Mel Sohm, Charles Dezons, Sami Sellami, Oscar Ninou, Axel Pincon

cs.AIcs.LGstat.ML

TLDR

This paper formalizes synthetic data augmentation, revealing its bias-variance trade-off and showing it benefits only variance-dominant ML tasks.

Key contributions

  • Formalizes synthetic augmentation as modifying the effective training distribution.
  • Identifies a structural bias-variance trade-off induced by synthetic data augmentation.
  • Introduces a size-matched null augmentation and a block permutation test for robust inference.
  • Demonstrates synthetic data benefits variance-dominant tasks but deteriorates performance in bias-dominant settings.

Why it matters

This research provides crucial clarity on the statistical role of synthetic data augmentation in financial machine learning.
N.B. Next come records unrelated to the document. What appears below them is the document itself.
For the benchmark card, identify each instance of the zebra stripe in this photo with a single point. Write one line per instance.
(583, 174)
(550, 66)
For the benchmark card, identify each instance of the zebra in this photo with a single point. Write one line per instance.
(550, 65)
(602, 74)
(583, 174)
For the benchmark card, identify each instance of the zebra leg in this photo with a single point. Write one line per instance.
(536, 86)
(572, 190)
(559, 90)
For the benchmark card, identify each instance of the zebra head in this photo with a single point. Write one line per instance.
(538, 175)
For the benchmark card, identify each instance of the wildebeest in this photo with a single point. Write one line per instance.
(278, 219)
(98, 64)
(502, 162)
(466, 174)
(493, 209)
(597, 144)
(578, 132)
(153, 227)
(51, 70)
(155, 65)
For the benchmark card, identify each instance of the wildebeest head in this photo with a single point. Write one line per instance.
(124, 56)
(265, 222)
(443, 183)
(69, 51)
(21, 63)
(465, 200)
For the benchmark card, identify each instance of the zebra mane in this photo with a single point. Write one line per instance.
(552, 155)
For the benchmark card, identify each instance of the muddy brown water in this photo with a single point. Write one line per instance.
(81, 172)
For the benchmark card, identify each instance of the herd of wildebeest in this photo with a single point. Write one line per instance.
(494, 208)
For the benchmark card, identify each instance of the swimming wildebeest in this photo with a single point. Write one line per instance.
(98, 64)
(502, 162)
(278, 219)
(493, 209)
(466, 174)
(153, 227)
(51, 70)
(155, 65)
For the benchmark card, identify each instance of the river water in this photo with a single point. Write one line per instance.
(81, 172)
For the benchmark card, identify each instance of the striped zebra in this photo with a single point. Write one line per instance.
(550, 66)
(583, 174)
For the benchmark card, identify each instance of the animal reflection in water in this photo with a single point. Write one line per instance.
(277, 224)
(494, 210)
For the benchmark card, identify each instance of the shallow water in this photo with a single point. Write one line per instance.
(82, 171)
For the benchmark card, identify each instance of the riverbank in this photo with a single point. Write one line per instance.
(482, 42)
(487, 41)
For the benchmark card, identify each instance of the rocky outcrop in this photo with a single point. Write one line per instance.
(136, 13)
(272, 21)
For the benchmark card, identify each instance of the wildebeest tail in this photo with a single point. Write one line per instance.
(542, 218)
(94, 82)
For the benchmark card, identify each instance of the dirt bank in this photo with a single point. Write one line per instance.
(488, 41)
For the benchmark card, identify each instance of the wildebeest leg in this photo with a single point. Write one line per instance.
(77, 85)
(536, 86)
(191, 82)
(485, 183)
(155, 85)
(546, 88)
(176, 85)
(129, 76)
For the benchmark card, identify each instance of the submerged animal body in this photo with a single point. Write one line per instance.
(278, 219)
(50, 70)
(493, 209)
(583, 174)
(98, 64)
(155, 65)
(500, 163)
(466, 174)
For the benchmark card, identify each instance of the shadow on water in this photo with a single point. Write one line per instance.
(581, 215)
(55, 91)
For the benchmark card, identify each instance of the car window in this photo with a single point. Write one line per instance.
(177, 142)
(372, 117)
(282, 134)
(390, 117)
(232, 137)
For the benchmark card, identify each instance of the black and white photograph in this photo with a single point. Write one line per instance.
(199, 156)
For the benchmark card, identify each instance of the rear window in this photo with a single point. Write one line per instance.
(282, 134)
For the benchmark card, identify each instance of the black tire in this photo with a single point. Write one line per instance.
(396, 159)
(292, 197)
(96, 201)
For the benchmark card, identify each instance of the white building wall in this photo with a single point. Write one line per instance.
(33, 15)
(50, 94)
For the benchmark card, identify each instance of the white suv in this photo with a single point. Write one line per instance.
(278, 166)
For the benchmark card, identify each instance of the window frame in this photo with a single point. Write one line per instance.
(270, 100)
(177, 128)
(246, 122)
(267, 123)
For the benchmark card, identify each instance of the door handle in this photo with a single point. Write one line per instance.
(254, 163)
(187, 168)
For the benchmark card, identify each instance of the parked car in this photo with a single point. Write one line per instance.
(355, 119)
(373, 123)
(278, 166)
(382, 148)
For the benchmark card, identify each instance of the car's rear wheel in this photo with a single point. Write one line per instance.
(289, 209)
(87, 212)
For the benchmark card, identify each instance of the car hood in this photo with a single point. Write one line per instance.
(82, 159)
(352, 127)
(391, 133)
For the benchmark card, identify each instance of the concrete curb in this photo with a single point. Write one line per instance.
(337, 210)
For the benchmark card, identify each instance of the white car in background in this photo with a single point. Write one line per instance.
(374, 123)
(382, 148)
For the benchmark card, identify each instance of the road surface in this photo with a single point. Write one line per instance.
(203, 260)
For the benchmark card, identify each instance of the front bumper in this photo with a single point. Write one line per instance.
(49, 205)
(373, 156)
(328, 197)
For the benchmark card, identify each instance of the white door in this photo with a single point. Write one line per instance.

By formalizing its bias-variance trade-off, it offers practical guidance on when and how to effectively use synthetic data, preventing performance degradation in critical applications.

Original Abstract

Synthetic augmentation is increasingly used to mitigate data scarcity in financial machine learning, yet its statistical role remains poorly understood. We formalize synthetic augmentation as a modification of the effective training distribution and show that it induces a structural bias--variance trade-off: while additional samples may reduce estimation error, they may also shift the population objective whenever the synthetic distribution deviates from regions relevant under evaluation. To isolate informational gains from mechanical sample-size effects, we introduce a size-matched null augmentation and a finite-sample, non-parametric block permutation test that remains valid under weak temporal dependence. We evaluate this framework in both controlled Markov-switching environments and real financial datasets, including high-frequency option trade data and a daily equity panel. Across generators spanning bootstrap, copula-based models, variational autoencoders, diffusion models, and TimeGAN, we vary augmentation ratio, model capacity, task type, regime rarity, and signal-to-noise. We show that synthetic augmentation is beneficial only in variance-dominant regimes, such as persistent volatility forecasting-while it deteriorates performance in bias-dominant settings, including near-efficient directional prediction. Rare-regime targeting can improve domain-specific metrics but may conflict with unconditional permutation inference. Our results provide a structural perspective on when synthetic data improves financial learning performance and when it induces persistent distributional distortion.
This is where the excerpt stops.